Model of intercalated cell potassium secretion. Due to a large basolateral chloride conductance (not shown), the basolateral membrane potential (V_bl) of the intercalated cell is close to the equilibrium potential for chloride, approximately −36 mV. Due to electrogenic sodium reabsorption through the epithelial sodium channel (ENaC) in neighboring principal cells (not shown), a transepithelial potential (V_TE) is generated.
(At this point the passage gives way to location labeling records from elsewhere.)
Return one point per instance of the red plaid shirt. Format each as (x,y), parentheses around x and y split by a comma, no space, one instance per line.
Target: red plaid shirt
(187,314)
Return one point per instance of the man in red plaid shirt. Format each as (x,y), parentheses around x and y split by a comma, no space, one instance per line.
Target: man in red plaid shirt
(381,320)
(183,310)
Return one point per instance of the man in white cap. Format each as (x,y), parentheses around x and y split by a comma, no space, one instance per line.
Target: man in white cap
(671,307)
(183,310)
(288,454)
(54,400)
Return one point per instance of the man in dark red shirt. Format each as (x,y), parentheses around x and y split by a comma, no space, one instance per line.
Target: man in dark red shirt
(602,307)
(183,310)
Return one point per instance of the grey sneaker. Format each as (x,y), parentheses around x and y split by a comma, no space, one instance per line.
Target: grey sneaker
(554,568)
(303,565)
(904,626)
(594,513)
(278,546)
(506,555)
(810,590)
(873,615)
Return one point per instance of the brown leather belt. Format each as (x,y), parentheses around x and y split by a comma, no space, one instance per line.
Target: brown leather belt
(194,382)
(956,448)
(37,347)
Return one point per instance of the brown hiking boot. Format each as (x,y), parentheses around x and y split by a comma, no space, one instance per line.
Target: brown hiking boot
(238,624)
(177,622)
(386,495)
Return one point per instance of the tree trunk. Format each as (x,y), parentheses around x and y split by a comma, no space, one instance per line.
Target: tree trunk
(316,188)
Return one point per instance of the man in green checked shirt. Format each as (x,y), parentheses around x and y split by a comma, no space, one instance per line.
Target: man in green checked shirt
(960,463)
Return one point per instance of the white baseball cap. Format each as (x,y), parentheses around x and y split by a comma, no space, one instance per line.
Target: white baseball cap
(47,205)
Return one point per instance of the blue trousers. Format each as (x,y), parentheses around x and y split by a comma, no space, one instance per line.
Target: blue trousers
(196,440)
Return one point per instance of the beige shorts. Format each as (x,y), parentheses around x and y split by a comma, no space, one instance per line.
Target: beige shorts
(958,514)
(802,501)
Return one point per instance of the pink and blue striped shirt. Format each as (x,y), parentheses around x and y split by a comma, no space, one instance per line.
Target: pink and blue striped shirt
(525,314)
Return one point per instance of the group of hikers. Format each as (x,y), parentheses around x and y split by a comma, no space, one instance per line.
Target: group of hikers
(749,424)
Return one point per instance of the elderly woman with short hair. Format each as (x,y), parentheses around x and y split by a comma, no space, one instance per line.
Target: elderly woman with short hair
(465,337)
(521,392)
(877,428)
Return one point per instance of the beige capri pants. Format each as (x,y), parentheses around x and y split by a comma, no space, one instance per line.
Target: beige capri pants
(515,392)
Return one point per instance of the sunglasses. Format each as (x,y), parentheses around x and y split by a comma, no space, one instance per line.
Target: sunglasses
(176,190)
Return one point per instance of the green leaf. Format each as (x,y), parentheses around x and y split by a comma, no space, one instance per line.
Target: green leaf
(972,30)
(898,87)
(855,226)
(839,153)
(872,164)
If this is about the same as V_bl, the apical membrane potential (V_a) of the intercalated cell will be ∼0 mV (see Ref. for a more detailed discussion). This relatively depolarized V_a results in a higher open probability for the voltage-gated potassium channels BK and Kv1.3 and provides a strong electric driving force for potassium secretion. By coupling potassium secretion to chloride secretion, a sodium-independent component of potassium secretion can be achieved. An apical chloride channel has yet to be identified, but an attractive hypothesis is that a member of the voltage- and calcium-dependent TMEM16 family could provide this function. On the basolateral side, potassium uptake may occur through the Na-K-ATPase, but because this is present at only low levels in intercalated cells, additional uptake may occur through Na⁺-K⁺-2Cl⁻ cotransporter isoform 1 (NKCC1). If Na-K-ATPase is limiting, the cotransported sodium could be recycled either through the ouabain-insensitive Na-ATPase, or through other unidentified mechanisms, such as a Na-HCO₃⁻ cotransporter (not shown).

Fig. 2.

Integrated regulation of potassium secretion by WNK1. A high-potassium diet decreases the ratio of full-length L-WNK1 to the kidney-specific transcript KS-WNK1, which lacks the kinase domain and inhibits L-WNK1 in a dominant-negative fashion. This occurs by upregulation of KS-WNK1 and downregulation of L-WNK1 by a high potassium diet. As a result, NKCC2 and Na⁺-Cl⁻ cotransporter (NCC) levels and activity are downregulated. This results in decreased sodium reabsorption in the thick ascending limb of the loop of Henle and the distal convoluted tubule, nephron segments in which electroneutral sodium and chloride reabsorption occurs. Increased sodium is therefore delivered to the downstream aldosterone-sensitive distal nephron, providing additional sodium for electrogenic reabsorption. This allows a more negative transepithelial voltage to develop and increases the driving force for potassium secretion. The decrease in the ratio of L- over KS-WNK1 may increase the level of ROMK, allowing greater potassium secretion across the apical membrane of principal cells in the aldosterone-sensitive distal nephron (connecting tubule, collecting duct). Flow-dependent potassium secretion, for example by BK, is also stimulated by the increased distal flow. The role of WNK1 in BK, Kv1.3 channels and potassium secretion through intercalated cells remains unexplored.